Lynchings, for example, were often used against blacks who emerged as economic competitors to local whites, and overrall, the lynching rate was correlated with regional economic performance. When competition for jobs was low, lynchings declined, and when competition for jobs rose—particularly during economic downturns—lynchings increased. The same was true for outbreaks of mass racial violence; by and large, white supremacists targeted prosperous black communities for destruction. The Tulsa race riots stand as a prominent example, along with the Rosewood massacre of 1923 and the East St. Louis riots of 1917.

In other words, not only could you be killed for transgressing the nebulous and arbitrary social requirements of the Jim Crow, but you could also be killed for starting a business, accumulating wealth and otherwise trying to improve your situation.

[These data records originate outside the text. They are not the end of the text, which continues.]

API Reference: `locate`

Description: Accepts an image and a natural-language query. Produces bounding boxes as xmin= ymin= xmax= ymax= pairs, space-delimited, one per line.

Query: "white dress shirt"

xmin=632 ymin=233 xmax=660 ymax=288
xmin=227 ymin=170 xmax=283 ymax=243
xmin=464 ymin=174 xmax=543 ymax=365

Together with state and federal discrimination against blacks, you had—until the middle of the twentieth century—a country where the government worked to prevent black economic advancement, with an assist from widespread violence from private actors. With few exceptions, this predicament was unique to African Americans, and a critical part of understanding the “wealth gap” as it developed through the twentieth century and into the present.

Unfortunately, this is one of those things that doesn’t have a place in the public conversation, in part because most Americans either can’t or won’t imagine an America where—if you were the wrong color—pulling yourself up by your bootstraps was punishable by death.